What it argues
The High Cost of Free Parking is Donald Shoup's comprehensive argument that parking minimums—the rules requiring developers to provide a set number of parking spaces per building—are among the most damaging and least examined policies in American cities. Shoup, an urban planning professor at UCLA, spent decades studying parking economics before assembling this book, and his thesis is simple if counterintuitive: free parking isn't free. Someone always pays. The question is who, how inefficiently, and at what cost to cities.

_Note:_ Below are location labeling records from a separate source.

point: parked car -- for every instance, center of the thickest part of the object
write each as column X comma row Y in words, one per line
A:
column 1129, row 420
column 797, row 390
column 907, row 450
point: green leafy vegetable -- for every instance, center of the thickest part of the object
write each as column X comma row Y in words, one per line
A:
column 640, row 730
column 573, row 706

The book makes its case on three interlocking fronts. First, minimum parking requirements are derived from engineering studies that predict demand for free parking, which is not the same as actual demand when parking has a market price. Cities use these faulty numbers to mandate more parking than the market would produce, turning vast amounts of land into asphalt. Second, the cost of that parking is bundled invisibly into housing, office rents, and consumer goods. People who don't own cars subsidize those who do. Third, cruising for underpriced curb parking generates significant traffic congestion—Shoup's studies found that cruising for parking in a single Los Angeles block produced traffic equivalent to 30,000 vehicle miles annually.
What it gets right
- 1.
Minimum parking requirements are based on studies of demand for free parking, not market demand. They systematically overproduce parking at the expense of other land uses.
- 2.
The real cost of parking is hidden in housing prices, office rents, and consumer goods. Someone always pays; it's just rarely the driver, at the time of parking.
- 3.
Cruising for cheap or free curb parking generates enormous traffic congestion. One underpriced block can generate as much traffic as thousands of additional vehicle miles.
What it covers
Who wrote it
Donald Shoup is Distinguished Research Professor of Urban Planning at the University of California, Los Angeles. He has spent most of his career studying the economics of parking, land use, and transportation policy, publishing extensively in academic journals before releasing The High Cost of Free Parking in 2005 and an updated edition in 2011. His work has directly influenced parking reform in cities including San Francisco, Los Angeles, and Chicago. He is the rare academic whose technical research has translated into measurable changes in municipal policy. He is also the informal leader of a loose community of parking reformers who call themselves Shoupistas.